What do you do when you’ve invested a lot of time and money in an educational reform, and it doesn’t work?

If you’re the Los Angeles school district, and you spent $1.3 billion on iPads and educational software that doesn’t transform student learning, you sue to recoup some of your money.

But what if your failed reform efforts can’t be blamed on specific outside targets?

Last week, for one of my graduate classes, I read about the Duval County (Florida) school system’s efforts to improve student performance with “standards-based reform.” This is old news to anyone in Florida — it happened in the early 2000s. But it was news to me. And depressing.

Between 1999 and 2001, Duval adopted the “America’s Choice” school reform model. District-wide standards were designed identifying what students should “know and be able to do,” and teachers K-12 were trained to understand and use standards, connect student work to standards, develop common expectations and so on. I couldn’t find a price tag, but with 100,000+ students, it must have cost millions to implement.

In the end, a massive evaluation of the program showed thorough implementation and almost no improvement. “Except for elementary reading, analyses of school-level average test performance show little evidence of sustained systemwide impacts on student learning.” Ouch.

If we’re interested in improving our schools, what lesson should we draw from this?

Schools keep looking for someone, some idea, something that will lift student performance.

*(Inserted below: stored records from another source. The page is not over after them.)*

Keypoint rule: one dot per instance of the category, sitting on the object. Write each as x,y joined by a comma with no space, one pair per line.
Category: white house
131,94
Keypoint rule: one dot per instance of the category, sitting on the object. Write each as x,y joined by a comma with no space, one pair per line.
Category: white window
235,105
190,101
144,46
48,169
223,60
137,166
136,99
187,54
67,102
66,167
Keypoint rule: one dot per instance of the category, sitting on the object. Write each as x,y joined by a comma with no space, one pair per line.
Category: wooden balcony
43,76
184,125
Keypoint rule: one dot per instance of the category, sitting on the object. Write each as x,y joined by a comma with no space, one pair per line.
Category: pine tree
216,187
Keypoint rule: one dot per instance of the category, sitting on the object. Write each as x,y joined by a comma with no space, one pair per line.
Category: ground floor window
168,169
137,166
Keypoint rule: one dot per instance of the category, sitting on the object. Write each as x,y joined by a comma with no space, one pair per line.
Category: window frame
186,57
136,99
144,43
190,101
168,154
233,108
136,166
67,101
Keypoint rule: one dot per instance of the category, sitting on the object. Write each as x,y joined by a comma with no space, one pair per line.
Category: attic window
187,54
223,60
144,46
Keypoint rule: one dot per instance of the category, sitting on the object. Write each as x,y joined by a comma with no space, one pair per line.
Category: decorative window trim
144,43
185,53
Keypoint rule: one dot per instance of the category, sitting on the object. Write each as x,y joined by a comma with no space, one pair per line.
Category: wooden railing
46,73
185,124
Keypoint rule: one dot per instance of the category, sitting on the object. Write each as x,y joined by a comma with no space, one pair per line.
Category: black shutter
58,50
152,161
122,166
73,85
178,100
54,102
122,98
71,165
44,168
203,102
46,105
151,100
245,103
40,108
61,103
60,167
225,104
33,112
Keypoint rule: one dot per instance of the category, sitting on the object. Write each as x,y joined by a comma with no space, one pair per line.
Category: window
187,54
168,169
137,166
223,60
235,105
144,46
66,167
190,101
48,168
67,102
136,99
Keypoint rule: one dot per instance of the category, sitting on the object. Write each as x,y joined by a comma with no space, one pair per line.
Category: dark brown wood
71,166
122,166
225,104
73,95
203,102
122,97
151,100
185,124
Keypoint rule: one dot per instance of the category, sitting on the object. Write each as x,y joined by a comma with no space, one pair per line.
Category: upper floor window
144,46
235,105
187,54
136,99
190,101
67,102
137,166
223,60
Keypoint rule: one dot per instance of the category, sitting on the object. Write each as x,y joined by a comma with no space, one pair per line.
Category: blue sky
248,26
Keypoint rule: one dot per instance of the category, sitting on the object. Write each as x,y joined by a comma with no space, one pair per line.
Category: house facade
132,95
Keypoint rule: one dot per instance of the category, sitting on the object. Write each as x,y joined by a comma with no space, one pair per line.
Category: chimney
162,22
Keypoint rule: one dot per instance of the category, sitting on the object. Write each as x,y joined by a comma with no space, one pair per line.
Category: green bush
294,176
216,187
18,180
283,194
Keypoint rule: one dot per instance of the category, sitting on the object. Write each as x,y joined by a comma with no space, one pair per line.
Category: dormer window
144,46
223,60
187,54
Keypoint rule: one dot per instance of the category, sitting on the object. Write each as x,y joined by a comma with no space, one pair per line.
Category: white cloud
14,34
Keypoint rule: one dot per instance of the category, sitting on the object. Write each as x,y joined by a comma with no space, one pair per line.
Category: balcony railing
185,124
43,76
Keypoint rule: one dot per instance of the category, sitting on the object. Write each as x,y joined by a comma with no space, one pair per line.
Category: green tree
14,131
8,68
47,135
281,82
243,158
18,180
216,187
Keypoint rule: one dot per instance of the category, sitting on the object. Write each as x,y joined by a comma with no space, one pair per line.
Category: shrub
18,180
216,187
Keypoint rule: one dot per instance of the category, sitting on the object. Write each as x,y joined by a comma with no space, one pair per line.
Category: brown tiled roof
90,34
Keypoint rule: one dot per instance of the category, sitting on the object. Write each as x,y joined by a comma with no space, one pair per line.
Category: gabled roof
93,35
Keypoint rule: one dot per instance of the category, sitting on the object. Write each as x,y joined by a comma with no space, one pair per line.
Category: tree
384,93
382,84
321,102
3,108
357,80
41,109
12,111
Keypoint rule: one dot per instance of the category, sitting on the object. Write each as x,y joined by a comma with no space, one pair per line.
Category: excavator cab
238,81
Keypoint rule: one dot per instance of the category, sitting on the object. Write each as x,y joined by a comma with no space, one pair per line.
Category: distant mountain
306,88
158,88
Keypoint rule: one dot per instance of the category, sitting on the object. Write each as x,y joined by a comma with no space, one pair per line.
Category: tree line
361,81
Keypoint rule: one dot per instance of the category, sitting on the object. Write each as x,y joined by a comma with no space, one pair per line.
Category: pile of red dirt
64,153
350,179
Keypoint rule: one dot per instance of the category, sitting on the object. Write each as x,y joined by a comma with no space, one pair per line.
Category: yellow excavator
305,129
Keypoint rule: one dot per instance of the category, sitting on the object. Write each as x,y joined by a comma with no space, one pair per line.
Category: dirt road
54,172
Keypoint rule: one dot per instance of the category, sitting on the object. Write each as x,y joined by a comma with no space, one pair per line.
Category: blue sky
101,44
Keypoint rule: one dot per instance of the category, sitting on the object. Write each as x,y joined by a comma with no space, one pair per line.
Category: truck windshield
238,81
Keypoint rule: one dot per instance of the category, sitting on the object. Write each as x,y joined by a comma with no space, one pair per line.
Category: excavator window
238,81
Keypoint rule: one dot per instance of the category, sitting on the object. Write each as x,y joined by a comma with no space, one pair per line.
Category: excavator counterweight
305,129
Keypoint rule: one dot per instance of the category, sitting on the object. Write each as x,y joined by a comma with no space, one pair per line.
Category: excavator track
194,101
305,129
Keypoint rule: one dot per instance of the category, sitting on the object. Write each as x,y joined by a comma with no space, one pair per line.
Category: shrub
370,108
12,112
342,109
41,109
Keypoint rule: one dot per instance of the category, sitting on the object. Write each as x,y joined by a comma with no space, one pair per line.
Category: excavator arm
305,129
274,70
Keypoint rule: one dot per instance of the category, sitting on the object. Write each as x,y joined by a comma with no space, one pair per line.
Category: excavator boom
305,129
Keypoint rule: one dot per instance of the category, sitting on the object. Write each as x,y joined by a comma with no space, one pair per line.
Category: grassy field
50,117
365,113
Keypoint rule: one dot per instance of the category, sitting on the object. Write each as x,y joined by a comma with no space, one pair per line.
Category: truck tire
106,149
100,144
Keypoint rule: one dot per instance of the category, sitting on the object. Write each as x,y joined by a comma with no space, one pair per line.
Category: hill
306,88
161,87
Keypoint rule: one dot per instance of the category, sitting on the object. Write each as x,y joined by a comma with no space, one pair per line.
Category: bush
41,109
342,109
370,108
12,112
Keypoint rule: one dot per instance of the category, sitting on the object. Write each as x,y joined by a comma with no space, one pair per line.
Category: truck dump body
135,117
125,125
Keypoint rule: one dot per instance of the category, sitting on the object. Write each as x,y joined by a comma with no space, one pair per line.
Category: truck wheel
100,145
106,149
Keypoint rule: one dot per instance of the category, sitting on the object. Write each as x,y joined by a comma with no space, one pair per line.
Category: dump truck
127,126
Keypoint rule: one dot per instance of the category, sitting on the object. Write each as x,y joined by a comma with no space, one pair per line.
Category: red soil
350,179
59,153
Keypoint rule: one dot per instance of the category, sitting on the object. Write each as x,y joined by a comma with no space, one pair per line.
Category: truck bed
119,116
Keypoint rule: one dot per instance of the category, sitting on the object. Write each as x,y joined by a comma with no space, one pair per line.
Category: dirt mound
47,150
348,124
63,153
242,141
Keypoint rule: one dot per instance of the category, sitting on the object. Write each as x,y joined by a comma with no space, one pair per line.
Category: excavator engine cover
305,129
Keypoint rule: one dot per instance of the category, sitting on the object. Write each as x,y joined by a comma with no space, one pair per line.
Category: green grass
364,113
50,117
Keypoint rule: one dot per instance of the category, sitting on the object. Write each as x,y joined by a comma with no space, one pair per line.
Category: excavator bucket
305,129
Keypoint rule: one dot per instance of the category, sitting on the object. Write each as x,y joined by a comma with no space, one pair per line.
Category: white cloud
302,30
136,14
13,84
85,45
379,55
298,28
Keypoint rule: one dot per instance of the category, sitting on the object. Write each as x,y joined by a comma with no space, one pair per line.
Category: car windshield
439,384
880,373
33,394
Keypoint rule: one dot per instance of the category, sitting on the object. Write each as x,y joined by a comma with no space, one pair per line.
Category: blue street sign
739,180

Here in Minnesota, both Minneapolis and St. Paul will have new superintendents this year, and the pressure will be on them to provide systemic reforms.

But maybe this large-scale, systemic reform isn’t really the way to go. Maybe instead we should focus on individual classrooms and what happens there.

According to Gates Foundation MET research, deep learning happens in about 20% of classrooms, no matter what school you study. Maybe we need to focus on what is happening in those classrooms — what those teachers are doing right — and figure out how to expand it to more classrooms.

Or perhaps we should start with the students. We know students flourish in some classrooms and wither in others. Let’s ask them why and use their input to develop better teaching strategies.

We need to stop expecting that some massive new top-down program is going to reduce the achievement gap and boost American public schools’ ranking on PISA exams. There is no magic bullet, but there are success stories in schools everywhere. We need to find them and build on them.